While certain parts of plaintiff’s obligations under the contract were legal, standing alone, those parts are inextricably intertwined with the illegal agreement to disclose the Harris process, and for that reason the entire consideration for the note must be considered illegal and void. In Bourland v. First National Bank Building Co., 152 Ark. 139, 149, 237 S.W. 681, 684, it was said:
“It is well settled that if any part of the entire consideration for a promise or any part of an entire promise be illegal, whether by statute or by the Constitution or from considerations of public policy, the whole contract is void. * * *
“Where there are provisions in a contract for a compensation which is legal, still if they are blended with those which are forbidden, the whole is a unit and indivisible. The above is the language of Mr. Justice Swayne in Trist v. Child, 21 Wall. (U.S.) 441, 22 L.Ed. 623. The learned justice added that that which is bad destroys that which is good, and they perish together.

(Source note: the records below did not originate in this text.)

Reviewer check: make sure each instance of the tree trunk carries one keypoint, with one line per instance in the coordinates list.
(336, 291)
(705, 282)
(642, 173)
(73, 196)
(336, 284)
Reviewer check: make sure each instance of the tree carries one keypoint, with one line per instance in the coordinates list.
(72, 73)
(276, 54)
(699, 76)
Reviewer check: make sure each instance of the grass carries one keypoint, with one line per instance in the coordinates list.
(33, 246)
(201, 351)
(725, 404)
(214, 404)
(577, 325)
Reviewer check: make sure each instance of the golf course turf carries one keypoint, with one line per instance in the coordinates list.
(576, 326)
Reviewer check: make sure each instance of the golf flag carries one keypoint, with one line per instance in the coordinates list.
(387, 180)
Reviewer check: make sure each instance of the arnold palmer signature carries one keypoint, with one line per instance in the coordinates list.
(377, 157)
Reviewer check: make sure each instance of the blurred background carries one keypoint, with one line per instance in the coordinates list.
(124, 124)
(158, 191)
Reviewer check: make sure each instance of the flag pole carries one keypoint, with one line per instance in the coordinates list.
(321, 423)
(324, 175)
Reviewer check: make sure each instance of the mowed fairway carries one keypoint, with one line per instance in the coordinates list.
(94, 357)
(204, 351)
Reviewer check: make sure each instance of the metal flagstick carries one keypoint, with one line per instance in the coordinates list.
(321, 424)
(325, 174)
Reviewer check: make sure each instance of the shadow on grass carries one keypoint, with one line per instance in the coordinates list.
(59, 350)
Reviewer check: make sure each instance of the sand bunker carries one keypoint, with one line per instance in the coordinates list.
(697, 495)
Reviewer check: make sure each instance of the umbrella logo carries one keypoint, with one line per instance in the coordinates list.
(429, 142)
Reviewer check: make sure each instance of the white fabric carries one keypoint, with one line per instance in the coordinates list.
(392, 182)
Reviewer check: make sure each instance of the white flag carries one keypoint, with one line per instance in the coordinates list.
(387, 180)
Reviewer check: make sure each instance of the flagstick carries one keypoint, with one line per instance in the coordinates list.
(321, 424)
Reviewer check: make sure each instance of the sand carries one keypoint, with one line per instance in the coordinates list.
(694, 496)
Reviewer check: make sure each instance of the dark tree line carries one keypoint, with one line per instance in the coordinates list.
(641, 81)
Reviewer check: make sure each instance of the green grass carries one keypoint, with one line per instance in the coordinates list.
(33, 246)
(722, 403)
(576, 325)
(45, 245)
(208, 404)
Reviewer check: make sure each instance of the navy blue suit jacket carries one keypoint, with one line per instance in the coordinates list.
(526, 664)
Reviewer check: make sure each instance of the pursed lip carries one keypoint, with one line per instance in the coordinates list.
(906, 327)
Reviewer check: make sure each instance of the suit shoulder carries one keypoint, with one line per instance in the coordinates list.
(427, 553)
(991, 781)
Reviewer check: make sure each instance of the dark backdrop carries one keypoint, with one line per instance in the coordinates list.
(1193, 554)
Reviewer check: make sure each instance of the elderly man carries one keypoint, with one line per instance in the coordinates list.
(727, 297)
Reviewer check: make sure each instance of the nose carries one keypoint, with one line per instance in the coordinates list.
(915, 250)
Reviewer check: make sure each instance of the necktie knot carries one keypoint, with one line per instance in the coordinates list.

“Where the lawful and unlawful parts of a contract cannot be separated so as to enforce the one and annul the other, it is an indivisible contract and therefore null and void throughout. Edwards v. Randle, 63 Ark. 318, 38 S.W. 343, 36 L.R.A. 174. And in that case the court quoted with approval the following:
“ ‘If any part of an indivisible promise, or any part of an indivisible consideration for a promise, is illegal, the whole is void.’ ”
It should be remembered that the plaintiff has already received $8,050 from the defendant, and to permit the plaintiff to recover in this case would be to allow him to recover still another $10,000 as the fruits of his theft of his employer’s secrets. The Court is unwilling to countenance such a result.
Nor does the defendant stand before the Court in the robe of the innocent. On the contrary, the Court considers him just as culpable as the plaintiff. It was defendant who conceived the plan of luring Williams away from the employ of Harris for the purpose of start-, ing a competing business. Defendant’s plan at best smacks of the unethical. The Court is convinced that whether or not defendant knew that plaintiff was going to steal the Harris process, he strongly suspected that such would be *356done and expected it to be done; and when dissolution of the partnership was agreed upon, the defendant proposed to obtain the secret from the plaintiff and to carry on the unlawful operation. In the Court’s opinion, the parties are in pari delicto, and the defendant’s counterclaim should be dismissed along with the plaintiff’s complaint.
It is, therefore, by the Court considered, ordered, and adjudged that the complaint be, and the same hereby is, dismissed; that the defendant’s counterclaim be, and the same hereby is, dismissed; and that each party shall bear his own costs.
. For a full description of tlie Harris operation see the opinion of Judge John E. Miller in Harris Manufacturing Co. v. Williams, D.C.Ark., 157 F.Supp. 779. See also his later opinion in the same case reported in D.C., 164 F.Supp. 626.
. That agreement recited, among other things, that the parties had been served with a “paper” in the Harris case on July 3, 1957. That “paper” in all probability was the summons in the case.
. The written contract between the parties specifically recited that the purpose of the disclosure was to enable the defendant to carry on the business as it bad been carried on prior to the dissolution.